Condo Unit Policy Does Not Insure Title to Carport
Burke v. Ramblewood Manor Homes Ass'n, 2008 WL 2220587 (Mich.App.) (unpublished). A title insurance policy for a condo unit did not assure title to a carport that had originally been assigned to the unit, but which was reassigned to another unit before the insured bought.

Harry Burke bought a unit in Ramblewood Manor Homes Condominium in suburban Detroit. In the master deed, a carport was depicted as being assigned to Burke's unit. However, a document was later recorded which reassigned the carport to another unit. The policy issued to Burke by Transnation Title simply described his unit and made reference to the documents which created the condominium.

When Burke figured out that he could not use the carport, he sued the condo association, the unit owner who got the carport, and Transnation. The trial court ruled that Burke did not own the carport, and that the reference in his deed to the master deed did not undo the later reassignment of the carport. The court also ruled that Transnation did not implicitly insure Burke as having title to the carport, and his policy excepted the rights of co-owners. Burke appealed, and the court affirmed.

The court's discussion was brief in the per curiam, unpublished decision:

The title insurance policy issued to plaintiffs by Transnation regarding Unit 48 states, at Schedule B, that the policy "does not insure against loss or damage and the Company will not pay costs, attorneys' fees or expenses which arise by reason of": 6. Rights of co-owners of RAMBLEWOOD MANOR HOMES in common elements as set forth in Master Deed … as amended … and all terms and conditions, regulations, restrictions, easements and other matters set forth in the above described Master Deed and statutes. 7. Covenants, conditions, restrictions, easements, and right-of-ways, if any affecting the common elements.

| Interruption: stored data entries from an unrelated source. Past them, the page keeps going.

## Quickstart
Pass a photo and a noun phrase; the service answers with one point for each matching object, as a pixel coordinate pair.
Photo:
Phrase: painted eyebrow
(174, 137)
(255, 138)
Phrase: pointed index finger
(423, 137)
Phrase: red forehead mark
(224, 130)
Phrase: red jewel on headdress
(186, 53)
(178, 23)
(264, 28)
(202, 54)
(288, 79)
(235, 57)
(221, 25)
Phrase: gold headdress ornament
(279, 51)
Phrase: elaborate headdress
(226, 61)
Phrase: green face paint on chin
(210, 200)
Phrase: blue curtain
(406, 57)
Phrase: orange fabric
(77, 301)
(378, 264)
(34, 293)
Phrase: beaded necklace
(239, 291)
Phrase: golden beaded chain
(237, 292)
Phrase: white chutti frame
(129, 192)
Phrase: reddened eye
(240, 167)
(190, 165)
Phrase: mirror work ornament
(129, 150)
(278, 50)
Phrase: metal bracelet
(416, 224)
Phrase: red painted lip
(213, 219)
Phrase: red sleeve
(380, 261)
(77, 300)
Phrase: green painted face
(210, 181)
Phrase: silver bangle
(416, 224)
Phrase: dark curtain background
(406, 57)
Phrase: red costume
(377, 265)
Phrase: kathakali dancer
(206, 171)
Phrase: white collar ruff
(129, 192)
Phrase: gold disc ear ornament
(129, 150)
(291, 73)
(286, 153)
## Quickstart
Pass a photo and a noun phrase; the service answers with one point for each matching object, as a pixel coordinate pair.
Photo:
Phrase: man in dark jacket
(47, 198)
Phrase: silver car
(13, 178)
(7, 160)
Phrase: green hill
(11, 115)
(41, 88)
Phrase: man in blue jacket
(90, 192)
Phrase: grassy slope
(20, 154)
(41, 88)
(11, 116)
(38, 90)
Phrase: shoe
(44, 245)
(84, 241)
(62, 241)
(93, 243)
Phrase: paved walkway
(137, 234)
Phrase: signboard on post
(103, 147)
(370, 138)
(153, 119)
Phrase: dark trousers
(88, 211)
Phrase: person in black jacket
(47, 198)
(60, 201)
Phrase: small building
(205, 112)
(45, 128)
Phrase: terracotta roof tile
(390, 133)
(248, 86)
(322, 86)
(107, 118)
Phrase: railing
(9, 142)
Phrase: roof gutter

This matter arose out of plaintiffs' (as co-owners) claim of ownership of a common element contrary to any other co-owner's right to that same common element. As the policy at issue specifically states that it will not insure against loss or damage arising by reason of a co-owner's rights in common elements, Transnation owes no coverage to plaintiffs on their complaint. Because there are so many claims in which an insured asserts that the insurer should defend the insured's interpretation of its rights and title interests created in a condominium regime, it is too bad that this decision will not be published. Although the exceptions in the Burke policy were found adequate to except this dispute, underwriting counsel should consider the adoption of a more comprehensive exception which would clearly state that the insurer will not pay for disputes about the interpretation of the documents creating the condo regime. This is a different issue from that of the rights, easements and restrictions created by the instrument. The editor suggests the following for consideration as a model exception:

The Title insured by this policy does not include any rights or interests other than those recited in Schedule A, and does not assure the Insured that it has Title to any other rights or interests which might have been granted in the documents which created the condominium regime, or any amendments thereto. This policy does not insure against loss or damage (and the Company will not pay costs, attorneys' fees or expenses) which arise by reason of any dispute concerning the interpretation of, or the rights and responsibilities granted or created by, the documents which created the condominium regime, or any amendments thereto.